Most writers I know are busy people. Even full-time writers have busy lives. So how does someone with a full-time job, a family to care for, or other obligations, find time to write? As someone who has managed to figure out a way to write every day, despite being busy with life, I occasionally get asked how I do it. Part of it comes down to discipline and desire. Part of it comes down to strategies for dealing with when your routine goes sideways, something that happens frequently when you are busy. Over the last 651 days, I have managed to form the habit of writing every day. Sometimes, I don’t write much, maybe 100 words. Other days I suprise myself with several thousand words. Most typically, however, I manage 800–1,000 words per day. For me, that amounts to 35–45 minutes of my time each day.
The fact is I can’t find much more time than that. If I want to write more, I need to find ways of making more efficient use of my writing time. Over the last few years, there are three things that have allowed me to get the most out of the 35–45 minutes I have each day. These have worked well for me, but everyone is different, so your mileage may vary.
1. Keep the tools simple
One of the biggest time-sinks I’ve experienced as a writer is spending time messing with the tools that I use to write instead of actually writing. Back when I started writing every day, I made the deliberate decision to use Google Docs for all of my writing. I did this because it was a very simple tool. There aren’t a lot of bells and whistles, and that means there aren’t a whole lot of things to distract me.

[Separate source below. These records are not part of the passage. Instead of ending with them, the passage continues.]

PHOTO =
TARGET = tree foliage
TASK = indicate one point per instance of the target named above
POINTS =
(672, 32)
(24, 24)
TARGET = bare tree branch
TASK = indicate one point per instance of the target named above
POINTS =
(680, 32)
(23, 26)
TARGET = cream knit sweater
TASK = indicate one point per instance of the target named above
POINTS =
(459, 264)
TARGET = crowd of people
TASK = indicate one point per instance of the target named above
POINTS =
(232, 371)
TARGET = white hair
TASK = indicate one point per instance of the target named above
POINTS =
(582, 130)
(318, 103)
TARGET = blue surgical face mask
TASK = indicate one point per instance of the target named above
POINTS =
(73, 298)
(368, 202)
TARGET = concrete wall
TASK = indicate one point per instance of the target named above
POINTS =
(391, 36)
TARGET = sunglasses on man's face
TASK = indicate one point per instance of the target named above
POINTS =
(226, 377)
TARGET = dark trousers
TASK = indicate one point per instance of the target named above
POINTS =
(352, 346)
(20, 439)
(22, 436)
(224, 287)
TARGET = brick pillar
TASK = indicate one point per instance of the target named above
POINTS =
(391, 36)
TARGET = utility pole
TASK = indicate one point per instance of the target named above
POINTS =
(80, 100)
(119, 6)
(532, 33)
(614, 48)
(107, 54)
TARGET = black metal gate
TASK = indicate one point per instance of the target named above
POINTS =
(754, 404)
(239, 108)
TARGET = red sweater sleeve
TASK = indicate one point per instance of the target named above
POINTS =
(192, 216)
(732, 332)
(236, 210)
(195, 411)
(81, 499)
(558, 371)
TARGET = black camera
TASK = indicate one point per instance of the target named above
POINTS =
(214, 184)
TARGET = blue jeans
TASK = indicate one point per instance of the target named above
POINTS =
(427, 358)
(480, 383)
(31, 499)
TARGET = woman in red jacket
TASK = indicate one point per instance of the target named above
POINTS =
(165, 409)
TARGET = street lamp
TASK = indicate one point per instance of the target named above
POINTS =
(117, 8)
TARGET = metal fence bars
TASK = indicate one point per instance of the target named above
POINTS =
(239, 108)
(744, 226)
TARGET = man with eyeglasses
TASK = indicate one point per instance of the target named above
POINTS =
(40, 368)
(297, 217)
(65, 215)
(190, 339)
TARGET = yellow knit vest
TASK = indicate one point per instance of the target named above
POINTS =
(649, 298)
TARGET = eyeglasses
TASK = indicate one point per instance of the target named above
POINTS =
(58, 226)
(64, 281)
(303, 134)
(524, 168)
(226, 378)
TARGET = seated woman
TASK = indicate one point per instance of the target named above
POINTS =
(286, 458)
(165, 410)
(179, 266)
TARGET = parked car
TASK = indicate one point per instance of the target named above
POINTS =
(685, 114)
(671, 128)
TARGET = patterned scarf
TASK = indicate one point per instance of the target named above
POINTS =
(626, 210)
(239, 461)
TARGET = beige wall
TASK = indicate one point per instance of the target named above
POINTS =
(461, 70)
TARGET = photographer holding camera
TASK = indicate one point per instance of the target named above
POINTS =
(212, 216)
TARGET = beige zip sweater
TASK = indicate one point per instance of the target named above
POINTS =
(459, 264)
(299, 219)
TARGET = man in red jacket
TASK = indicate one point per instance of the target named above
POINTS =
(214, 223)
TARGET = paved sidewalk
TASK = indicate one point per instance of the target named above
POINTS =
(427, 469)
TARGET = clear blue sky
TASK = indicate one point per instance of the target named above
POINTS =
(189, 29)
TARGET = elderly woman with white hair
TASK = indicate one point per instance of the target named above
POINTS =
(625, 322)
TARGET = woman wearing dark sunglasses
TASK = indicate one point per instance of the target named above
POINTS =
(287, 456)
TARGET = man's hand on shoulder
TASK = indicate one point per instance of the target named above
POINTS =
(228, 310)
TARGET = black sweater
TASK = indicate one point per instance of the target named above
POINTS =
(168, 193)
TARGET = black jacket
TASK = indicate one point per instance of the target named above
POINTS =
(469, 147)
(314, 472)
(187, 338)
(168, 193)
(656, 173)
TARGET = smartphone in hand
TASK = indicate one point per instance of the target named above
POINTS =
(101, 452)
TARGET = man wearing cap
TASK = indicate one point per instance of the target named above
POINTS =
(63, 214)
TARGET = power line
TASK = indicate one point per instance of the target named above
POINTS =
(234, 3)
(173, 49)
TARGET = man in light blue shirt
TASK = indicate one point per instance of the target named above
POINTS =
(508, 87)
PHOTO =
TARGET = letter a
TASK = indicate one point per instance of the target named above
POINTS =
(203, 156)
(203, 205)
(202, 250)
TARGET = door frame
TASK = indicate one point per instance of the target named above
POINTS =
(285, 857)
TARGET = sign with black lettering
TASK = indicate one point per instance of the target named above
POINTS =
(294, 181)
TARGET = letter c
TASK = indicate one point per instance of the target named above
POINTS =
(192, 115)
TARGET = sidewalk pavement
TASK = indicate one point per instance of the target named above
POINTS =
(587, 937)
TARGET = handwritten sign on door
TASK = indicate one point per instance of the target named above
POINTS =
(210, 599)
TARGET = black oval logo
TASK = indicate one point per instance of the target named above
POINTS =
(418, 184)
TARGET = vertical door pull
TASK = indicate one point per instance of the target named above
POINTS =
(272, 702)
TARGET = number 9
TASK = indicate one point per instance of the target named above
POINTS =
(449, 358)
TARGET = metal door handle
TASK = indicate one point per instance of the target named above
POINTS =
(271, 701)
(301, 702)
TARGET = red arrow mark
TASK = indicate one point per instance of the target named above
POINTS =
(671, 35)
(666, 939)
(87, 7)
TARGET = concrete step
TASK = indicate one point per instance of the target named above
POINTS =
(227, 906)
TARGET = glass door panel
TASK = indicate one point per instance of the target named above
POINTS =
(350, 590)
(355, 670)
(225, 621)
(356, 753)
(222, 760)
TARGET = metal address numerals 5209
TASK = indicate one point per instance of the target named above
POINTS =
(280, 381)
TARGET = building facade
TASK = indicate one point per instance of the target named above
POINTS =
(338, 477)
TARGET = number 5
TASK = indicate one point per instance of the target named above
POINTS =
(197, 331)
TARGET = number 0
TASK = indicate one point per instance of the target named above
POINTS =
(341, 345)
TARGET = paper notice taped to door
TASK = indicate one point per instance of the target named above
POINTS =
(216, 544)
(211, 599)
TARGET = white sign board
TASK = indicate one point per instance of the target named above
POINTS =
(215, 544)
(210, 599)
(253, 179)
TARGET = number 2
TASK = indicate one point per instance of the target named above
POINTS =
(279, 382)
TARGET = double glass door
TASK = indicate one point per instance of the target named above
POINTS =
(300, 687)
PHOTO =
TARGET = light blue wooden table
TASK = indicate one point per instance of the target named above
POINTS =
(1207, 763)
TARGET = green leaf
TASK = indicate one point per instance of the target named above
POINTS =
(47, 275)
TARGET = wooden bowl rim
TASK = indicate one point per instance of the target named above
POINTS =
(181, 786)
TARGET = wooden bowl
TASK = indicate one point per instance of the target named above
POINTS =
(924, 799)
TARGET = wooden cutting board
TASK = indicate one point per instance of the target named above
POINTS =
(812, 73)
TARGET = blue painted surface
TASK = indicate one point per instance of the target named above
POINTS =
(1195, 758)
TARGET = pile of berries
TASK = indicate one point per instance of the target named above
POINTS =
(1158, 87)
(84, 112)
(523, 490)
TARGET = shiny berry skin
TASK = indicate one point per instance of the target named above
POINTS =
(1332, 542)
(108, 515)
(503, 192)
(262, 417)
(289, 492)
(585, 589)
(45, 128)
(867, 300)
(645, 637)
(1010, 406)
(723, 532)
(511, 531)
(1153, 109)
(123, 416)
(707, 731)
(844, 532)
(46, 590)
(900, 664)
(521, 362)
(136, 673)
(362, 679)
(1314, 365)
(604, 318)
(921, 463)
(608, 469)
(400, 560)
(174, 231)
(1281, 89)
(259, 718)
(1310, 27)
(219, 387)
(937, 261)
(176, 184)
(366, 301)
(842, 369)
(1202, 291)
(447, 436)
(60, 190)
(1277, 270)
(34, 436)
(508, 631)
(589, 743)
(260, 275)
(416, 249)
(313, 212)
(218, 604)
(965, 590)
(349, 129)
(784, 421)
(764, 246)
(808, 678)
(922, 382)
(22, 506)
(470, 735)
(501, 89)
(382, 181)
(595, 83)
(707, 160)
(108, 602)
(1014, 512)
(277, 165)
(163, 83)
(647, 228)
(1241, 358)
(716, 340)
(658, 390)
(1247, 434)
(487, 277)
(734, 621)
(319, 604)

Today, I try to keep my writing tools as simple as possible. When I am writing, my Google Docs window is open in full-screen (distraction-free) mode, and I try to make it look as much like a piece of paper in a typewriter as I can. I use a template for all of my writing, so that I never have to bother with formatting. I just write.
Whatever tool you prefer to use, consider whether it simplifies the act of writing, complicates it, or adds unnecessary distractions. You don’t need to change the tool you use, but you can explore options for making it simpler to use, as well as ways you can eliminate unnecessary distractions.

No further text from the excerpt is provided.